As opposed to the ongoing aggressive commercial exploitation of wild locations of the country, we
focus on re-use of the ruins and will explore new sustainable ways that will enable a second life for the remains. We reflect on Barragan´s dialogue with landscape reminding us of the important correlation of architecture and nature.
A number of ancient manuscripts have survived only as palimpsests, as a hidden layer below new texts on a same parchment sheet. Similarly to historical palimpsests, the current state of Barragan’s Colima jungle house can be read as the first layers of a transformative history that has more layers yet to come.
The workshop claims that any restoration or refurbishment of a building’s ruins with the attempt to conserve its originality and authenticity can only fail. It rather masquerades the ruins as a grotesque image of what they perhaps never had been. Instead, a building might survive time more gracefully by having its structure transformed into a layer of a whole new identity, by dissolving its ruins into a new building, by becoming part of an ‘architectural palimpsest’.
In the students’ hypothetical design proposals the existing ruins of Barragan’s jungle house get absorbed and dissolved into a new project. If such a new proposal was ever to be built it would become impossible to distinguish between new and old. Like an ancient palimpsest parchment that requires modern technology such as X-Ray or ultraviolet light to decipher the various layers of hand writing, only specific technologies like material sampling and chemical analysis might give a hint as to where the original ruins would end and the new extensions begin. The proposed architectural palimpsests stand confidently in the present with its roots in the DNA of Barragan’s original work. The juxtaposition of the existing ruins with new additions or subtractions can become a process without defined end point, an endless drawing of layers, all contributing to the complexity of the palimpsest.

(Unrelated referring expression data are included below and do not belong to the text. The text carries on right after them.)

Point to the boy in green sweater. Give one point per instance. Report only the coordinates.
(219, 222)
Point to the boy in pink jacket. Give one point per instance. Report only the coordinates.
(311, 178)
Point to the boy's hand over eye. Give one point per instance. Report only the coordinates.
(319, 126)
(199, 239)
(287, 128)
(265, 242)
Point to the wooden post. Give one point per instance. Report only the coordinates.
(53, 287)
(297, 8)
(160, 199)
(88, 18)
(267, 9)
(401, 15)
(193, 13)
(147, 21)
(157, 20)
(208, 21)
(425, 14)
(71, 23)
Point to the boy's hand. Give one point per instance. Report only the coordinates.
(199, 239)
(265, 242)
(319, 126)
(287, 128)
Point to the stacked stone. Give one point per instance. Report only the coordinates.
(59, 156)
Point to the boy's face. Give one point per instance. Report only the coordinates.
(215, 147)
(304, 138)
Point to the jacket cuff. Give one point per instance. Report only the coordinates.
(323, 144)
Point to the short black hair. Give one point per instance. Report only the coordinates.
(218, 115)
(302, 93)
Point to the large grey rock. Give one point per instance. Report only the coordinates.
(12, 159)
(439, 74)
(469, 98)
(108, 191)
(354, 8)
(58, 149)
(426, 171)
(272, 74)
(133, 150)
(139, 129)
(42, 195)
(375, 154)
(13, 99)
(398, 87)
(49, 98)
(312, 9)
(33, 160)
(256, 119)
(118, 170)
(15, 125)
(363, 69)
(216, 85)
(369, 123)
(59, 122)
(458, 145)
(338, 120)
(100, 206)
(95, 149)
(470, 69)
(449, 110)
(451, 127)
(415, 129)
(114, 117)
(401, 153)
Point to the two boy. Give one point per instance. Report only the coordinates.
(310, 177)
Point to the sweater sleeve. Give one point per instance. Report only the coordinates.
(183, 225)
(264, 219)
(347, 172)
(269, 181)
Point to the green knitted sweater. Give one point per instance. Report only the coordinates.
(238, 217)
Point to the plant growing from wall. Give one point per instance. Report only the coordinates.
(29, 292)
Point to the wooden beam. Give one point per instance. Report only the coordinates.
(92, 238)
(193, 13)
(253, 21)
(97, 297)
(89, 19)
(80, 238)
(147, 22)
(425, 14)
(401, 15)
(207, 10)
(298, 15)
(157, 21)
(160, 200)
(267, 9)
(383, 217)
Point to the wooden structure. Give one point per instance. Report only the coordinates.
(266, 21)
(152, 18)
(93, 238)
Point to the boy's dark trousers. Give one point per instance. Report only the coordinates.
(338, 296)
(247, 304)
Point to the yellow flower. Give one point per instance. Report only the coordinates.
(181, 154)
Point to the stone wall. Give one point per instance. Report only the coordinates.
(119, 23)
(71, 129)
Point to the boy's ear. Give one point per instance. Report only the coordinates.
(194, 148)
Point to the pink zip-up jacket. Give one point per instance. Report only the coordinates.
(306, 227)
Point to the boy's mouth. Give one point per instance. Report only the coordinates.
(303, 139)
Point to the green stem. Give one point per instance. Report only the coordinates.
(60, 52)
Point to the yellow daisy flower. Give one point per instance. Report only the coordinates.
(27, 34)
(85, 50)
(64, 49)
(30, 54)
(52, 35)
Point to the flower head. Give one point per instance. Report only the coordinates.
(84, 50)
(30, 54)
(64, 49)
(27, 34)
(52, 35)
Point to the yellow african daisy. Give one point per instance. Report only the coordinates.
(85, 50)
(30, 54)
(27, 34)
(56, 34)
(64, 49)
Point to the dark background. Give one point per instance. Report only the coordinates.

The summer school will take place on the actual site of the house’s ruins in the jungle of Colima Beach with the Pacific Ocean in walking distance. The students will be based on site throughout the 10 days of the workshop. We will set camp in the jungle overlooking a private beach. Accommodation at the beach in tents (or alternatively in hotels nearby).
During the first three days we will analyse the ruins of the Colima Beach house with students examining and surveying the overgrown remains. The students will form teams and work closely with each other. A series of events, round table discussions and visits to nearby ancient ruins and built examples of other modernist projects by Barragan’s contemporaries will accompany this analytical part of the workshop.
Over the following six days, and under the immediate impression of and in direct interaction with the ruins, the students will work on individual design proposals as a new palimpsest layer for the ruins. We will come together as a group for reviews, discussions and collective design sessions. Mexican and international experts and key figures of the architectural scene will visit us at the site and input on the students’ work as guest critics.
On the final day we will set up an exhibition of the students’ works in the ruins, followed by a goodbye party.
There will be plenty of time to enjoy the beach, to swim in the ocean and to get inspired by the unique location set in the jungle.
After the workshop all student works will be digitally scanned and documented.